Who Wins the Preschool Lottery? Applicants and Application Patterns in DC Public Prekindergarten

Since 2014, the District of Columbia has used an annual common application to place new students from prekindergarten for 3-year-olds (PK3) through 12th grade in DC Public Schools (DCPS) and DC public charter schools. Though K–12 students have the right to attend their in-boundary school, this policy does not extend to students in PK3 or PK4 (prekindergarten for 4-year-olds). Instead, prekindergarten students apply through a common lottery for a spot at one of the District’s public school options.

In the first comprehensive description of DC public prekindergarten applicants and application patterns, we demonstrate that PK3 and PK4 lotteries differ substantially, both in families’ application choices and in outcomes. We find that applicants and matched applicants closely resemble their respective populations of 3- and 4-year-old children in DC, but wait-listed applicants disproportionately represent socioeconomically advantaged 3- and 4-year-old children in DC, as well as families in immigrant communities.

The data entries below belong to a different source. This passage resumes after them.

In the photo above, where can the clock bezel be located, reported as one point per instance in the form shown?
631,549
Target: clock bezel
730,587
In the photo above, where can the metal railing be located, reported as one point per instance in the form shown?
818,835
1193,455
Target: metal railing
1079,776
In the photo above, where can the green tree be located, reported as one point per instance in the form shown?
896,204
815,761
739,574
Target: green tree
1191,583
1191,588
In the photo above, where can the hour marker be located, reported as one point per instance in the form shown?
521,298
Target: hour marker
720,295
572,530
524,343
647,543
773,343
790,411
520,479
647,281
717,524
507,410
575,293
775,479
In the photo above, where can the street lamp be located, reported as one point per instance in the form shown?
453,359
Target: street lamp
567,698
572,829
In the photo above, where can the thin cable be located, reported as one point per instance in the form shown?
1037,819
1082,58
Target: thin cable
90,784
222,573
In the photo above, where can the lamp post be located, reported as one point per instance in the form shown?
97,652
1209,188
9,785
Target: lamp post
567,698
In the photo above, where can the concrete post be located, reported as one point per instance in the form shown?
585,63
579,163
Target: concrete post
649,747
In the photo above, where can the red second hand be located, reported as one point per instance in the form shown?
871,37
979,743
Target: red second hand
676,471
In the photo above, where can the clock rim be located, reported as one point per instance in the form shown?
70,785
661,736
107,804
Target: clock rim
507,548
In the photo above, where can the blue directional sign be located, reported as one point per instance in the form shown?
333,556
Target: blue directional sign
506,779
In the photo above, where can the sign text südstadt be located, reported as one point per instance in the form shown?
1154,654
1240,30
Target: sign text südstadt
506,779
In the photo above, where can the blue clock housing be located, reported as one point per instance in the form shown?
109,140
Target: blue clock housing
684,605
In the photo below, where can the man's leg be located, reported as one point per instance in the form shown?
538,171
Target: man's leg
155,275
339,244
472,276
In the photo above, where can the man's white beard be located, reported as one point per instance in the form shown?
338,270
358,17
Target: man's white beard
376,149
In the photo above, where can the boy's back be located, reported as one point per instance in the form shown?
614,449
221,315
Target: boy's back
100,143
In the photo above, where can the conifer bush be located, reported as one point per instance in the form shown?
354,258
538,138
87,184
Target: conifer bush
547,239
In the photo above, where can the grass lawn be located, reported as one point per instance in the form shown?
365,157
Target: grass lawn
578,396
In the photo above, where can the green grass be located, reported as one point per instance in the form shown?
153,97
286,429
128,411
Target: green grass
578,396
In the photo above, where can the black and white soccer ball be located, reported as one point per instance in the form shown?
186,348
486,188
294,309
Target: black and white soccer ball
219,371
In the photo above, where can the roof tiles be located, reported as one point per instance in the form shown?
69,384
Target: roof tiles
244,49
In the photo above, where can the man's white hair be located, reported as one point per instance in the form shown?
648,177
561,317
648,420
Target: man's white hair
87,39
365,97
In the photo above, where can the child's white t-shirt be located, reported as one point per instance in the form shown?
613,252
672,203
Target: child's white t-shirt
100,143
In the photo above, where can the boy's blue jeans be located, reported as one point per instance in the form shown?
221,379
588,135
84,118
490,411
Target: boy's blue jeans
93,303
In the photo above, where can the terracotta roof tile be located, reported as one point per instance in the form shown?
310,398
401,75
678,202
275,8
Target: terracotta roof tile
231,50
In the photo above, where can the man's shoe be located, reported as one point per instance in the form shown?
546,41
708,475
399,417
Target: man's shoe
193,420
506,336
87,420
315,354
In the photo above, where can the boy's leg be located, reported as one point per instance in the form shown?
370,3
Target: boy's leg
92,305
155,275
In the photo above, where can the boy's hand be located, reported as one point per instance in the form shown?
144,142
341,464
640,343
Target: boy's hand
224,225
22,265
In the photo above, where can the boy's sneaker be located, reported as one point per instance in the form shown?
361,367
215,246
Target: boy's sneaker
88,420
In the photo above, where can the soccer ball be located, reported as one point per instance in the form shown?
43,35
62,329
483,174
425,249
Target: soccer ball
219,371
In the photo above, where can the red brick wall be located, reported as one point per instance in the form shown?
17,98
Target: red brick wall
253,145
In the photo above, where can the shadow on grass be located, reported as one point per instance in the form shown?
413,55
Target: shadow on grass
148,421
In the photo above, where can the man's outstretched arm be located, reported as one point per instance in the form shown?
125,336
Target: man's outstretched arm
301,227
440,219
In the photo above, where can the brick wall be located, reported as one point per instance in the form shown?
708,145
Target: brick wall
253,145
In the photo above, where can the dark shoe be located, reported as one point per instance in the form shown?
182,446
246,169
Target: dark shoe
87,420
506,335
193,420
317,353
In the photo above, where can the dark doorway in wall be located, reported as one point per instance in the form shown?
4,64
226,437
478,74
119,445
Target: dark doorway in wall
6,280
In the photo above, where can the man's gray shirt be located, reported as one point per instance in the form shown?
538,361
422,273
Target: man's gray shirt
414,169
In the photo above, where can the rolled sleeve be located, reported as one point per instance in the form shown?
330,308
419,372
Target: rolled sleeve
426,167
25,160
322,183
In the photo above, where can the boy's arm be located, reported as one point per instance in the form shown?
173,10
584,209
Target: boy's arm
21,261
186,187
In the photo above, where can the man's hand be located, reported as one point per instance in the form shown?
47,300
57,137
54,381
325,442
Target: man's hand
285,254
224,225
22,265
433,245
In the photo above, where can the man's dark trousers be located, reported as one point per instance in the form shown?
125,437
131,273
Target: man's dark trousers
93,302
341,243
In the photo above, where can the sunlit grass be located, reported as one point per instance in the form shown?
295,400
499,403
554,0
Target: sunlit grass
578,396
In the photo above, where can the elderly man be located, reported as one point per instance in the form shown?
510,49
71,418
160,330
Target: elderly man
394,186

Measuring Applicants and Application Patterns:

To assess applicants and application patterns to DC public prekindergarten programs, we analyzed nearly 40,000 preschool applications submitted to the District of Columbia’s centralized admissions lottery, My School DC, between 2014 and 2018. Using Public Use Microdata Samples from the American Community Survey, we approximated several community characteristics of prekindergarten applicants and their families, including racial and ethnic composition, family structure, immigration status, language spoken at home, disability status, employment status, poverty status, and educational attainment.

Key Findings:

  • PK3 and PK4 applicants, as well as those matched to a public prekindergarten option, closely resemble the populations of 3- and 4-year-old children in DC. Relative to the PK4 lottery, the PK3 lottery attracts more applicants and has a substantially higher and more stable match rate over time. Across all grades and years, in-boundary preference (awarded only by DCPS schools) is the most common preference status held by matched applicants.
  • PK3 match rates are lowest in Ward 3, which does not include any schools offering PK3. PK4 match rates are lowest in Wards 1 and 2. Across both prekindergarten grades, Wards 7 and 8, home to many households with low incomes and communities of color, have the highest match rates.
  • Findings suggest that wait-listed applicants differ from matched applicants and all 3- and 4-year-old children in important ways. Wait-listed applicants come from communities with higher shares of Hispanic and white families and lower shares of Black families; higher shares of families with two or no parents and lower shares of families with one parent; higher shares of immigrant families and families speaking languages other than English at home; and higher shares of two-parent full-time working families, families with higher incomes, families with four-year college degrees and at least one vehicle, and families not receiving food stamps.

Implications:

  • Though DC public prekindergarten is a leading example to other state and local education programs, our findings identify gaps that suggest additional research, outreach, and application support can help ensure more equitable access and outcomes for all young children in the preschool lottery.
  • Our analysis will form the basis for a broader DC prekindergarten study and be a reference for other preschool programs seeking to use a centralized lottery for equitable prekindergarten access.